Why Pathology Tests Are Important?
The results of pathology laboratory tests can be used by doctors, nurses and other healthcare practitioners to diagnose and manage health conditions. They can be used in the management of chronic diseases, infectious diseases and even cancer.
It is a good idea to have an open discussion about any tests your doctor orders so you know what to expect. Some conversation points to consider include
- Why the doctor has chosen specific tests for you
- What you should do before, during or after the pathology test
- What the outcomes or results could indicate for you in terms of treatment
- Whether abnormal results are relevant
- If you would need any follow up tests afterwards
Specialisations In Pathology Tests
There are nine different levels of specialty within pathology laboratory tests:
- General pathology: which is concerned all aspects of laboratory investigation of disease
- Haematology: for the study of blood disorders
- Chemical pathology: to analyse the chemicals in blood and other bodily fluids
- Genetic pathology: to study genetic disease
- Medical microbiology: for investigations into conditions that have been caused by viruses, parasites, bacteria and fungi
- Anatomical microbiology: to study disease in human tissue
- Immunopathology: which investigates immune response to a disease
- Forensic pathology: to determine the cause of death
- Clinical pathology: which investigates disease through laboratory testing.
Why Would You Need A Pathology Test?
In addition to detecting and treating disease, pathology laboratory tests can be used to
- Monitor the progression of a disease
- Prevent disease
- Determine an individual’s risk of future disease
- Assist in the development of new treatments or to make treatments safer
If your general practitioner sends you for a pathology test, it is likely to be because there is a concern about your health or because you are at an age where you may be more susceptible to certain diseases or illnesses.
Pathology tests may help with
- Screening patients before they may be aware that they have a disease, or if there is a genetic predisposition to a particular condition.
- Investigating health risks such as diabetes, rheumatoid arthritis or heart disease. Prior to this, your doctor may do an analysis of your risk profile.
- Illness diagnosis may be required if you are exhibiting symptoms and your doctor wants confirmation.
- Providing prognosis in cases where patients have a disease.
- A pathology test may also be ordered when your doctor is preparing you for treatment, or to see how your body is responding to a certain treatment.
Common Blood Pathology Tests
Some of the most commonly requested blood pathology tests include
A full blood count
A full blood count can diagnose a wide range of diseases and illnesses.
Iron studies are conducted to assess red blood cell function and the level of iron present in the blood.
Liver function test
A liver function tests measures the enzymes and excretions produced by the liver.
Thyroid stimulating hormone quantification
The TSH test is done to measure how your thyroid is functioning
Urinalysis diagnoses a wide range of diseases, including those affecting the kidneys and liver. It is also done regularly for pregnant women and to diagnose UTIs.
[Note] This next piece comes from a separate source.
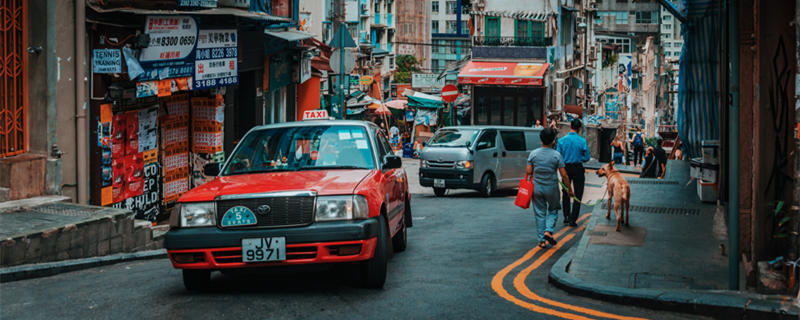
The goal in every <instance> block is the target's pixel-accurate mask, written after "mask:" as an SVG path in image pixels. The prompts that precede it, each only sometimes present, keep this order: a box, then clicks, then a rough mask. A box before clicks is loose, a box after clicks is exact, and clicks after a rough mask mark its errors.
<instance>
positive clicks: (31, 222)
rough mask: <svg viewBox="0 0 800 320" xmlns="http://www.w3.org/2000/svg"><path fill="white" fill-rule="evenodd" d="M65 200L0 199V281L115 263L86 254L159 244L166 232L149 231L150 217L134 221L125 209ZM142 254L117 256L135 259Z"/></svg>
mask: <svg viewBox="0 0 800 320" xmlns="http://www.w3.org/2000/svg"><path fill="white" fill-rule="evenodd" d="M65 200H68V198H66V199H65V198H63V197H36V198H30V199H23V200H17V201H6V202H3V203H0V282H6V281H13V280H19V279H23V278H32V277H38V276H47V275H52V274H54V273H57V272H56V271H57V270H62V269H63V270H66V271H69V270H77V269H80V268H81V267H82V266H85V267H91V266H96V265H98V263H110V262H111V261H116V262H119V261H118V260H114V259H107V258H104V259H87V258H93V257H103V256H109V255H115V254H121V253H130V252H137V251H145V250H156V249H160V248H161V246H162V243H163V239H162V236H161V235H162V234H163V233H165V231H164V230H159V229H155V230H154V227H153V226H152V225H151V223H150V222H149V221H143V220H135V219H134V216H133V213H132V212H130V211H128V210H121V209H114V208H110V207H97V206H87V205H79V204H73V203H70V202H64V201H65ZM155 252H158V251H154V255H156V254H155ZM145 255H146V254H137V255H123V256H122V257H130V258H131V259H140V258H142V256H145ZM161 255H162V256H163V253H161ZM126 259H127V258H126ZM123 260H124V259H123Z"/></svg>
INR (International normalised ratio)
An INR is conducted to assess how your blood clots
What To Expect If You Are Having A Blood Test?
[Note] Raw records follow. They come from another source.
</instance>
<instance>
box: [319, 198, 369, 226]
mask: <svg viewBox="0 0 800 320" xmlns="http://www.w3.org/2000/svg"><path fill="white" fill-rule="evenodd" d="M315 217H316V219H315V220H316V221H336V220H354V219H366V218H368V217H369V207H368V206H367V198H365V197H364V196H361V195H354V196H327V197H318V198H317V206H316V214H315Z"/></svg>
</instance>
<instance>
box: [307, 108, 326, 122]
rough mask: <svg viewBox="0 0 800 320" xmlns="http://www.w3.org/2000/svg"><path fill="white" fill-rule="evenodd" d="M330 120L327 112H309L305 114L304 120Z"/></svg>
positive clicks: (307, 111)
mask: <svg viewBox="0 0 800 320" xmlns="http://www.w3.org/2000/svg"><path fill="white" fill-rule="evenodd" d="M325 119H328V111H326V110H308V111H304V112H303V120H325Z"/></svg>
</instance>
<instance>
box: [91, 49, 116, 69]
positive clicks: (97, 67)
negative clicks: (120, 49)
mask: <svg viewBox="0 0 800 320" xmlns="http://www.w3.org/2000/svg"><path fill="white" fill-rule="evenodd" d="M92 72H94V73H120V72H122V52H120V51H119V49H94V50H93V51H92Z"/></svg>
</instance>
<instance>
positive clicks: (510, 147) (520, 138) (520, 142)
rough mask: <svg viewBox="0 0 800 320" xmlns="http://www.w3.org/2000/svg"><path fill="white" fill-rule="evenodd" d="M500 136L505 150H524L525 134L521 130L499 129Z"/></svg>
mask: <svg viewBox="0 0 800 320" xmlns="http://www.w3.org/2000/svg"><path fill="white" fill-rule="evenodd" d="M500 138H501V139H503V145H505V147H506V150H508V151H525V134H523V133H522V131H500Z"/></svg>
You will be asked to lie down or sit while your sample is collected.
A tourniquet will be tied around your arm to increase blood volume before the area to be injected is sterilised.
A needle will be inserted into your vein to draw the blood sample.
You will be given some cotton gauze to hold against the injection site to curb the bleeding.
What To Expect If You Are Giving A Urine Or Stool Sample?
Urine samples may be collected at home or at your doctor’s rooms. If your doctor asks for midstream urine, they would like you to collect the urine that comes out in the middle of the flow.
Stool samples are usually collected in your own home. It’s a good idea to urinate first. Make sure you do not collect toilet bowl water with your sample, and that the sample does not come into contact with the toilet bowl.
Reading And Interpreting Your Pathology Test
Your doctor is the best person to interpret the results of your pathology tests. Remember that, even if the laboratory has marked the results as abnormal, this doesn’t necessarily indicate the presence of a problem. Often healthcare practitioners will request that lab test results are sent directly to them so as not to alarm patients.